When appellant Lugo and his codefendant Santiago were arraigned on July 13, 1964, one Wallace W. Rock, Esq., who had been retained as legal counsel by Santiago, entered a general appearance for Santiago and a special appearance for Lugo. On August 11, at which time a continuance of the trial was granted, Rock again appeared specially for Lugo, stating that he understood that one George Walker, Esq., would represent Lugo, but that Walker could not be present at that time. On September 4, Rock filed a motion to suppress on behalf of both defendants. An affidavit from each defendant was attached to the motion in support thereof. Then, in open court on September 9, for the purpose of setting the trial date, Rock advised the court that Walker would not represent Lugo and that he, Rock, would act as Lugo's counsel. Thereupon, the court inquired of Lugo if Rock was to be his attorney and Lugo answered in the affirmative. Trial was set for, and it began on, September 10.


At trial, both appellant Lugo and his codefendant Santiago were represented by Rock, and identical defenses-- total disclaimer of knowledge as to how the narcotics got into their car-- were presented by the defendants, and each backed-up the other's story.


It is true that where one attorney represents two codefendants, a conflict of interest which denies one or both of the defendants the effective assistance of counsel is a distinct possibility. When such a conflict exists, the conviction cannot stand. Glasser v. United States, 315 U.S. 60, 62 S.Ct. 457, 86 L.Ed. 680 (1942). On the other hand, absent a conflict of interest which interferes with the proper presentation of the defense of one of the codefendants, the mere fact that both are represented by the same attorney is not grounds for reversal. Gonzales v. United States, 314 F.2d 750 (9th Cir. 1963). There has been no showing of any conflict of interest between Lugo and Santiago in this case, nor have we found any in our review of the record.
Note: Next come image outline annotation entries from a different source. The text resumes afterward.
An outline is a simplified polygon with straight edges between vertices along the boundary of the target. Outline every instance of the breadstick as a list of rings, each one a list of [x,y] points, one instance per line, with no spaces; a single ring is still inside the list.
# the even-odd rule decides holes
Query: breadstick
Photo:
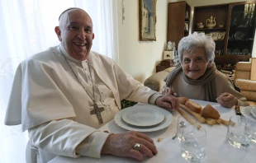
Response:
[[[184,111],[183,111],[181,109],[177,109],[178,111],[178,113],[183,115],[184,117],[184,119],[186,119],[187,120],[187,122],[189,122],[191,124],[195,124],[196,122],[193,121]],[[200,124],[197,124],[197,129],[200,129],[201,128],[201,126]]]
[[[196,112],[192,111],[191,109],[189,109],[187,106],[185,106],[183,104],[179,104],[179,105],[185,109],[186,111],[187,111],[190,114],[192,114],[192,116],[194,116],[199,122],[201,122],[201,123],[206,123],[206,119],[201,117],[200,114],[197,114]]]
[[[206,123],[209,125],[213,125],[216,123],[216,121],[214,119],[206,118]]]
[[[221,123],[226,126],[228,126],[230,124],[230,121],[228,120],[224,120],[223,119],[221,119]],[[231,125],[234,126],[235,123],[234,122],[231,122]]]

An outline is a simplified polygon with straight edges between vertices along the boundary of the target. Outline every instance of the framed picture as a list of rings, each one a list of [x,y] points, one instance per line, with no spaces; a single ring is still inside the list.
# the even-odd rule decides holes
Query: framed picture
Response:
[[[211,38],[213,40],[218,40],[218,36],[219,36],[220,32],[211,32]]]
[[[156,1],[157,0],[139,0],[140,40],[156,40]]]
[[[220,32],[218,35],[218,40],[224,40],[225,32]]]
[[[207,37],[212,38],[212,34],[206,34],[206,35]]]

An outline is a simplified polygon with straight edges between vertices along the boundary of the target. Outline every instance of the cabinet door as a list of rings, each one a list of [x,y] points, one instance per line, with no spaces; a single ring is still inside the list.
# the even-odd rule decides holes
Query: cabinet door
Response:
[[[256,27],[255,3],[232,3],[226,54],[252,55]]]

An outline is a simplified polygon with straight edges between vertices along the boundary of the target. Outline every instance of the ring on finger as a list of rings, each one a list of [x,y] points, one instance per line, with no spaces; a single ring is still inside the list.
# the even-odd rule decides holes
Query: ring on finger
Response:
[[[140,151],[140,143],[135,143],[135,145],[133,147],[133,149]]]

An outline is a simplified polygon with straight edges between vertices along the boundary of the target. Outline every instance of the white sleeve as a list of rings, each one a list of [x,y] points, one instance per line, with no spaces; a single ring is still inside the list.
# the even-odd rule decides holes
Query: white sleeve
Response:
[[[96,158],[100,158],[110,134],[66,119],[43,123],[28,132],[30,141],[37,148],[59,156]]]

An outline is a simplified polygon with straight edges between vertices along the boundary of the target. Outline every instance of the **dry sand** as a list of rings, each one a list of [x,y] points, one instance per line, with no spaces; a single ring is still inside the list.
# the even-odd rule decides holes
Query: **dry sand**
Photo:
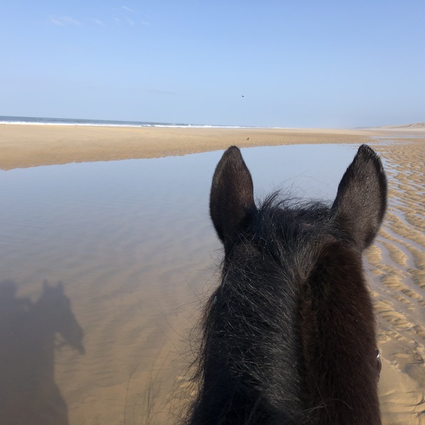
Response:
[[[360,144],[369,130],[0,125],[0,169],[295,144]]]
[[[392,141],[388,142],[389,140]],[[231,144],[243,147],[314,143],[368,143],[385,162],[389,177],[389,210],[376,243],[366,255],[366,267],[379,321],[379,345],[382,352],[380,397],[383,422],[387,425],[425,424],[423,130],[231,130],[2,125],[0,169],[184,155],[225,148]],[[129,231],[132,231],[130,227]],[[113,238],[114,233],[110,237]],[[121,235],[117,235],[116,238],[119,241]],[[153,240],[152,243],[156,242]],[[191,246],[187,241],[182,243]],[[182,249],[187,249],[183,247]],[[196,255],[196,252],[187,254],[191,258]],[[164,282],[172,281],[169,280],[170,275],[176,276],[180,269],[187,267],[193,269],[188,285],[211,275],[210,270],[199,271],[201,266],[197,263],[181,264],[178,258],[167,267],[162,265],[164,268],[161,272],[164,275],[162,281]],[[102,267],[105,268],[105,265],[98,265]],[[161,263],[152,261],[150,267],[161,267]],[[132,303],[137,291],[138,279],[141,275],[148,275],[150,272],[147,269],[129,268],[128,273],[130,272],[134,282],[134,292],[120,293],[118,298],[118,290],[114,287],[111,277],[115,272],[112,267],[109,275],[107,270],[98,273],[94,267],[93,270],[82,271],[79,286],[76,277],[74,287],[70,286],[67,290],[71,299],[86,301],[86,307],[82,304],[75,309],[76,316],[86,330],[86,355],[81,357],[78,353],[65,352],[56,359],[55,366],[56,380],[68,405],[70,424],[170,423],[167,412],[178,411],[185,399],[185,396],[176,390],[184,389],[187,385],[185,377],[180,376],[181,364],[187,359],[183,362],[180,359],[182,348],[178,344],[182,338],[179,334],[184,332],[188,323],[194,322],[193,317],[183,316],[190,316],[190,311],[194,310],[196,314],[199,302],[190,291],[190,296],[187,295],[186,299],[178,298],[176,295],[178,293],[170,287],[169,297],[173,298],[171,302],[176,309],[166,316],[158,304],[155,309],[160,313],[156,316],[153,314],[149,318],[150,323],[156,320],[155,323],[160,323],[162,329],[168,330],[158,335],[156,325],[141,327],[134,320],[137,317],[136,307]],[[17,274],[17,278],[22,281],[33,279],[33,277],[25,276],[24,269],[20,272],[22,277]],[[98,280],[93,292],[85,286],[91,279]],[[111,283],[108,286],[109,279]],[[156,296],[155,291],[155,288],[151,290],[153,298]],[[150,293],[145,294],[145,298],[148,298]],[[29,294],[31,295],[29,290]],[[123,313],[104,323],[99,320],[98,311],[95,314],[91,307],[100,299],[105,300],[102,302],[104,316],[110,314],[109,302],[122,304]],[[164,302],[166,308],[167,300],[162,298],[157,302]],[[180,306],[187,303],[191,303],[192,310],[183,308],[185,314],[182,316]],[[169,326],[168,322],[171,319],[173,322]],[[146,362],[149,360],[153,364],[148,369],[139,366],[140,350],[132,337],[135,334],[138,335],[137,343],[141,336],[144,338],[144,346],[149,347],[143,355]],[[114,355],[111,357],[107,350],[111,347]],[[102,364],[105,362],[109,367],[115,368],[114,373],[105,371]],[[95,383],[86,378],[89,371],[95,375]],[[173,389],[170,392],[171,387]],[[123,403],[119,402],[121,398]],[[151,412],[150,422],[146,420],[148,411]],[[111,422],[108,422],[108,418]]]

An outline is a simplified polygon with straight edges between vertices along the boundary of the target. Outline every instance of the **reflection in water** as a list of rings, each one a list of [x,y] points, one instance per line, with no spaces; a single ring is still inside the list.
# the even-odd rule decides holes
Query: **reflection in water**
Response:
[[[281,185],[294,196],[326,200],[334,199],[357,147],[297,145],[242,154],[257,196]],[[17,412],[17,423],[132,425],[148,423],[149,412],[151,425],[178,422],[167,415],[170,405],[182,403],[170,400],[169,392],[187,384],[188,330],[217,284],[215,258],[221,256],[208,206],[222,153],[0,171],[0,276],[13,280],[0,286],[0,398],[8,415]],[[408,257],[412,268],[416,257]],[[84,356],[82,332],[63,288],[45,284],[38,298],[46,276],[69,282]],[[375,289],[386,302],[392,284],[380,276]],[[410,306],[403,296],[399,315]],[[61,345],[68,348],[58,350]]]
[[[67,405],[54,380],[56,334],[61,344],[84,354],[83,331],[62,284],[45,281],[36,302],[16,291],[13,281],[0,282],[1,423],[67,424]]]

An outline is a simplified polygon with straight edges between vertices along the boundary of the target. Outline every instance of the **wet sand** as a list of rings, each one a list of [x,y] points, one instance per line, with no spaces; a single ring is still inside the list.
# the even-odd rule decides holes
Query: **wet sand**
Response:
[[[368,143],[385,161],[389,177],[389,210],[376,243],[366,256],[382,352],[383,423],[425,424],[425,132],[5,125],[0,125],[0,168],[160,157],[231,144],[313,143]],[[83,186],[76,190],[82,192],[91,182],[79,183]],[[93,185],[100,186],[96,180]],[[118,197],[119,192],[114,196]],[[198,195],[194,196],[192,208],[198,199]],[[206,205],[207,196],[198,203]],[[155,198],[155,192],[150,199],[153,203],[164,202],[160,195]],[[29,208],[37,199],[28,200]],[[105,225],[98,234],[91,235],[90,220],[96,219],[97,210],[87,221],[85,215],[91,210],[84,210],[77,225],[72,222],[74,210],[66,217],[71,207],[65,199],[56,197],[52,202],[64,203],[60,212],[65,217],[58,229],[69,224],[70,235],[61,239],[59,231],[49,229],[51,217],[40,210],[34,215],[46,215],[46,222],[36,238],[31,230],[33,246],[31,238],[14,241],[13,235],[18,238],[22,231],[17,221],[16,230],[8,231],[10,240],[3,238],[6,245],[0,244],[0,281],[13,279],[0,290],[13,300],[16,316],[18,311],[35,309],[40,293],[47,291],[43,279],[48,279],[52,286],[64,281],[65,294],[84,336],[84,350],[70,338],[68,346],[58,346],[54,364],[49,365],[49,374],[54,376],[51,392],[59,394],[56,399],[63,398],[67,406],[63,416],[70,424],[178,422],[190,396],[185,371],[194,347],[191,338],[196,337],[190,330],[216,284],[219,258],[206,207],[199,207],[194,221],[183,222],[179,217],[187,206],[179,203],[176,192],[158,210],[164,210],[164,216],[157,214],[157,223],[153,224],[144,223],[144,212],[132,203],[124,206],[128,211],[124,217],[121,210],[101,206]],[[167,215],[170,208],[172,217]],[[179,240],[170,241],[169,235],[161,232],[170,223],[182,226]],[[143,240],[138,235],[144,235]],[[65,254],[65,245],[70,247]],[[0,304],[0,313],[1,308]],[[0,332],[0,338],[2,335]],[[31,339],[28,332],[22,335]]]
[[[0,169],[156,158],[226,149],[367,141],[369,130],[0,125]]]

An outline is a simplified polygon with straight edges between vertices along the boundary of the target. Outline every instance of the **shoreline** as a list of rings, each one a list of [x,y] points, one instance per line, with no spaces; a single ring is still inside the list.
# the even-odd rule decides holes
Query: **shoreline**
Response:
[[[178,156],[288,144],[370,143],[373,137],[423,136],[424,129],[297,129],[0,125],[0,169]]]

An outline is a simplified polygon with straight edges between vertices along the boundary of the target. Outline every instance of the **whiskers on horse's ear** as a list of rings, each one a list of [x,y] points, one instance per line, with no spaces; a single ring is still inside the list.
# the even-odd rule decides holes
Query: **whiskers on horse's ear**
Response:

Also, nothing indicates that Rock failed to give Lugo's defense the attention it required.


All the cases cited to us by appellant involved obvious conflicts of interest, and while we cannot indulge in nice calculations about the amount of prejudice which results from a conflict of interest (Glasser, supra), neither can we create a conflict of interest out of mere conjecture as to what might have been shown.


Regarding the allegation that a continuance should have been granted the day before trial, it suffices to point out that appellant was represented in fact by Attorney Rock in all preliminary matters as well as at trial, so Rock was undoubtedly familiar with appellant's case, that appellant entered the same defense used by his codefendant, and that there was no objection to the dual representation and no request for a continuance at any time.


Accordingly, since we find neither error nor constitutional infirmity, the conviction must be affirmed.